We stopped by our local Gap on lower Fifth Ave. at 3 p.m., looking for good old New York retail madness, but alas: This was a subtler affair than Mr. Cavalli’s November debut at H&M, which featured the designer himself pulling up to the chain’s Fifth Avenue store in a chauffeured car with model Jessica Stam to smoke a cigar with crazed fans from New Jersey. A lone woman perused Western-inspired white shirts by menswear designer Michael Bastian. “Why are the women’s 20 dollars more than the men’s?” she asked. ($78 for women’s shirts; $58 for men’s). She hadn’t made a special trip to gobble up low-priced designer fashions, she said. “I just came in to use the bathroom!”
A salesgirl, Monika, explained that there had been a rush earlier, around 10:15 a.m., featuring now-familiar “masstige” sights such as women grabbing 5 or 6 shirts at once. Resultingly, two designs—a longer, belted white shirt by Band of Outsiders and a white mini-dress by threeASFOUR—had already sold out. Everything else was selling swiftly, she said, though the store had ordered fewer items this year, and in smaller sizes, to ensure sell-through (last year, excess had arrived back in New York from less aggressively fashionable places like Michigan).
Yesterday, the three designers of arty downtown label threeASFOUR—Gabi Asfour, Adi Gil, and Angela Donhauser—were giddy about their Gap debut when we called them up.
“I think it’s going to be a big P.R. boon, because in the end a lot of people don’t really know our name yet,” said Ms.

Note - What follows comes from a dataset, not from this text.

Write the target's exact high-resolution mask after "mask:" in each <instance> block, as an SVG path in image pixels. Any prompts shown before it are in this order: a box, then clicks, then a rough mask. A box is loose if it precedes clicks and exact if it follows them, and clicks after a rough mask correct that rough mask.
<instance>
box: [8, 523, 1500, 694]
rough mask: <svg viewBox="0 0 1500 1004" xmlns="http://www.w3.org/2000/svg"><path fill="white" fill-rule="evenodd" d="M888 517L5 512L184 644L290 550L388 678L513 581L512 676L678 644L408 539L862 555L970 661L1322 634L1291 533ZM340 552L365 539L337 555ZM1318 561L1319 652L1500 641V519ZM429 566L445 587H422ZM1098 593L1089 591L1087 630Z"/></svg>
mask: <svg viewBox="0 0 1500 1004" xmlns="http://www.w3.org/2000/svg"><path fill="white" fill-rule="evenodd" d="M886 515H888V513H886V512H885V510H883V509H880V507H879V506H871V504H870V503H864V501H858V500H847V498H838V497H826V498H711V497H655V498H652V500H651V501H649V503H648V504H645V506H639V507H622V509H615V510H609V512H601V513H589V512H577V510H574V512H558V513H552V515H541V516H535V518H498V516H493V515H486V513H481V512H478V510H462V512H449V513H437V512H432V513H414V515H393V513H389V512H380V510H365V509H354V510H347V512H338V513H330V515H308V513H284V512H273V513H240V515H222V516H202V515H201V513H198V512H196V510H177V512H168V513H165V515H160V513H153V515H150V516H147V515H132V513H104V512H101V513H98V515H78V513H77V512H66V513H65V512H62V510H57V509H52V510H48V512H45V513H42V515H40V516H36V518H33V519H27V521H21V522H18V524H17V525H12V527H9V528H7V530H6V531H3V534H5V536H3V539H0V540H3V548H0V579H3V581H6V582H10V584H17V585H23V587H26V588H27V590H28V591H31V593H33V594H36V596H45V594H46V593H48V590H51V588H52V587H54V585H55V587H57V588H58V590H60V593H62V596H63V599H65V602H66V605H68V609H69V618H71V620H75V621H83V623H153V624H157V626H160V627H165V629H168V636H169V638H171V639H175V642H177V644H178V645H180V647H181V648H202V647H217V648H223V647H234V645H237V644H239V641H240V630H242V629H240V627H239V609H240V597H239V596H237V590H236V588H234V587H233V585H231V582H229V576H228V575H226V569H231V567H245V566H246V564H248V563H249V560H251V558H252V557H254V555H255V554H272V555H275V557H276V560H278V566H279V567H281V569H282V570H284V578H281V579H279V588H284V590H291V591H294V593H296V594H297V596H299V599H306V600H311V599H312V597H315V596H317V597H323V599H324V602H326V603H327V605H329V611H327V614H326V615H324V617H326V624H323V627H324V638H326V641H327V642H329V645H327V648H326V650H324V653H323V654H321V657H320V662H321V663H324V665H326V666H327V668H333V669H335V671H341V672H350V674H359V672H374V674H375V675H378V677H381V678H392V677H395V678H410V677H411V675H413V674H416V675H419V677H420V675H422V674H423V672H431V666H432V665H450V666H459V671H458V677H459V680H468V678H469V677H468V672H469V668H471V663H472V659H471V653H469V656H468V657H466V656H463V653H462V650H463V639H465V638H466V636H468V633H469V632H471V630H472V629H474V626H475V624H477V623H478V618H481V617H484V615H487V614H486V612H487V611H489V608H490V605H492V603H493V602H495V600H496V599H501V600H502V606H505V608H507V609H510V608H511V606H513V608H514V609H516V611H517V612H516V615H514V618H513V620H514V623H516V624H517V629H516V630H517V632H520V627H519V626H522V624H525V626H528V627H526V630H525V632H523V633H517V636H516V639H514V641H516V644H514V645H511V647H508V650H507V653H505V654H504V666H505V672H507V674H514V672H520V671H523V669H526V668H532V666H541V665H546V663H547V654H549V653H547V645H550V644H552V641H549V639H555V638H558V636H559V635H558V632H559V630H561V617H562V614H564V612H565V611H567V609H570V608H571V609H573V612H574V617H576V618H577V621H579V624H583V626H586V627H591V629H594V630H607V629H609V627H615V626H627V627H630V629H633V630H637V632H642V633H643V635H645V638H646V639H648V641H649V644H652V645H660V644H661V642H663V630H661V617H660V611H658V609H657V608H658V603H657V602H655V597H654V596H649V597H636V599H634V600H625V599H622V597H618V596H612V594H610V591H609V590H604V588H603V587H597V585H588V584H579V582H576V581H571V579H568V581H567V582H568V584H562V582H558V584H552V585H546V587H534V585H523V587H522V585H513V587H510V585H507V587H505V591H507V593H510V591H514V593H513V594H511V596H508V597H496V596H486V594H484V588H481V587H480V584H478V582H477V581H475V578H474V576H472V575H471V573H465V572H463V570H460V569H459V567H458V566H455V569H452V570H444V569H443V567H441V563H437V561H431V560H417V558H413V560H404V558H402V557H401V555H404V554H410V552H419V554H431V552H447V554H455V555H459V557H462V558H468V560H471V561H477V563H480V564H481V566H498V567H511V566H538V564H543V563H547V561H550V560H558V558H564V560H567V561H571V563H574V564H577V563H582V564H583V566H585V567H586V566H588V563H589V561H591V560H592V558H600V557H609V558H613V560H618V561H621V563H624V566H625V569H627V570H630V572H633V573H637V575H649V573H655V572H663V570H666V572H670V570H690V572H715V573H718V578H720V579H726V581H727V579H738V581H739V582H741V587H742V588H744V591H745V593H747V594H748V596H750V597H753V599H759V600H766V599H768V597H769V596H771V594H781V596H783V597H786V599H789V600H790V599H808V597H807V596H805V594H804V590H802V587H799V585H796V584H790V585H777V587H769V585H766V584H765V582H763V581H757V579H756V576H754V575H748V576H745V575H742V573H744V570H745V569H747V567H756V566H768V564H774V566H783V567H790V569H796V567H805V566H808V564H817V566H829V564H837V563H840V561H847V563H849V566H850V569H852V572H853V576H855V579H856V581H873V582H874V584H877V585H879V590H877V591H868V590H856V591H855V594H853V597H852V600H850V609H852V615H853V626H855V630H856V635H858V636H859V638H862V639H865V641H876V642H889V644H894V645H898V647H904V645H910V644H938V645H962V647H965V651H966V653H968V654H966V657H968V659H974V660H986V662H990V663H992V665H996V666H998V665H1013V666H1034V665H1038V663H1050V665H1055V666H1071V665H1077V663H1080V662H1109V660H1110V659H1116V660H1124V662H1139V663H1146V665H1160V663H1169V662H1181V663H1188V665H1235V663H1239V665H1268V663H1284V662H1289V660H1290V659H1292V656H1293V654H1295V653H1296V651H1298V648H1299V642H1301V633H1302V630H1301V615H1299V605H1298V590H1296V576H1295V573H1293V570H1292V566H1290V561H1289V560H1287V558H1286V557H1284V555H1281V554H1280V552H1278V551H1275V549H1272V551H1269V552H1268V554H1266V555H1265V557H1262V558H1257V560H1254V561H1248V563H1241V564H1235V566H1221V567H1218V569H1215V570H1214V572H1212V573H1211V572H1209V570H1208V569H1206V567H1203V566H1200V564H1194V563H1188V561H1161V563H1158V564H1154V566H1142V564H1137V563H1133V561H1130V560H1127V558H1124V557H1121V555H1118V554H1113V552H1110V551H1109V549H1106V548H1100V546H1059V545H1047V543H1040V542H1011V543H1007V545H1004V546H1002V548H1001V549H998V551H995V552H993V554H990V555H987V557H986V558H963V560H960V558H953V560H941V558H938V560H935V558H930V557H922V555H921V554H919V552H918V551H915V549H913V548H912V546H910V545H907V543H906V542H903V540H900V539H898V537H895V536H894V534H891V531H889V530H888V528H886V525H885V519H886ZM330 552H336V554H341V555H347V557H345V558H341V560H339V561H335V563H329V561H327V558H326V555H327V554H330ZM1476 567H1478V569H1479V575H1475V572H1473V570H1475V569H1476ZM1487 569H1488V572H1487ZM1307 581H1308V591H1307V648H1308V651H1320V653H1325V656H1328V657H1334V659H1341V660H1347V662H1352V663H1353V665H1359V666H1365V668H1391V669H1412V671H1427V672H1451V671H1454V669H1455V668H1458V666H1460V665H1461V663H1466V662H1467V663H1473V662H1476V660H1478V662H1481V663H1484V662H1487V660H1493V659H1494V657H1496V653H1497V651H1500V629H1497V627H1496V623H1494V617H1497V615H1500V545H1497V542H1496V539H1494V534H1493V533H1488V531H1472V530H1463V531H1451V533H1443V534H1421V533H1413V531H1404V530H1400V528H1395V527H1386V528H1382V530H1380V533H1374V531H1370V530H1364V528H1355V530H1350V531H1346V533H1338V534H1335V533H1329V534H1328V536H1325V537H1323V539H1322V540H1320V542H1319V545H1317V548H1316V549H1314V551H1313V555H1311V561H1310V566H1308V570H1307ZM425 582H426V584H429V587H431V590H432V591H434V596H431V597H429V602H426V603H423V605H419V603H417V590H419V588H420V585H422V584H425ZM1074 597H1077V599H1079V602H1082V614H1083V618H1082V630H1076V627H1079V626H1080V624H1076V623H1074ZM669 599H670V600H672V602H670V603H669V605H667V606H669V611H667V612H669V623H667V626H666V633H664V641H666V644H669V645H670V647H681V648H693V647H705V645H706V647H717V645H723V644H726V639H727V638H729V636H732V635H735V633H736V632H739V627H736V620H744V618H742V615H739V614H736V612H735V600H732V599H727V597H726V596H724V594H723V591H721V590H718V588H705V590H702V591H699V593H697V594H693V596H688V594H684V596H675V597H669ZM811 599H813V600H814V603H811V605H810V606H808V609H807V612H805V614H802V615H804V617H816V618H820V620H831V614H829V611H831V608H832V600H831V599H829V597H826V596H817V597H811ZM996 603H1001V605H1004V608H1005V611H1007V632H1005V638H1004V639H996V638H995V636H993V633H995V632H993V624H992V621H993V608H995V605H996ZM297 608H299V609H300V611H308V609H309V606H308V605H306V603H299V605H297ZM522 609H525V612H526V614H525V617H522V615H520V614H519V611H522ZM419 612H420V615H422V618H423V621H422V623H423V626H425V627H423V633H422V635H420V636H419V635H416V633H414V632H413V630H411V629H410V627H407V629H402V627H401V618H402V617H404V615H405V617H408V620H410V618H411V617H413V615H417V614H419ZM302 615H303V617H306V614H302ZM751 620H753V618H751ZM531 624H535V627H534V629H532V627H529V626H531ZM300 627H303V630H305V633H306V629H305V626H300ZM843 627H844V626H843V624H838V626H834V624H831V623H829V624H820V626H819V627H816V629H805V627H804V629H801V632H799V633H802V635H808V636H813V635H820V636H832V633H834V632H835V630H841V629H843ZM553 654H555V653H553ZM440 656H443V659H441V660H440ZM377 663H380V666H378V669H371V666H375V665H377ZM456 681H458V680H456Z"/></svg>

Donhauser. “When it comes to, for instance, Midwest America.”
“We want to think that the dress will be sold out, because it’s the only dress,” she added (success!).
“They had Andy Warhol in the window a few months ago—I don’t know how they got their hands to those prints, but it was quite amazing—and now they have us,” said Ms. Gil of her label’s unlikely benefactor.
Notably absent among the “It” designers at the Gap was the 2007 Fashion Fund winner and fashion eco-warrior Rogan.
“He had a line for Target,” explained Mr. Asfour.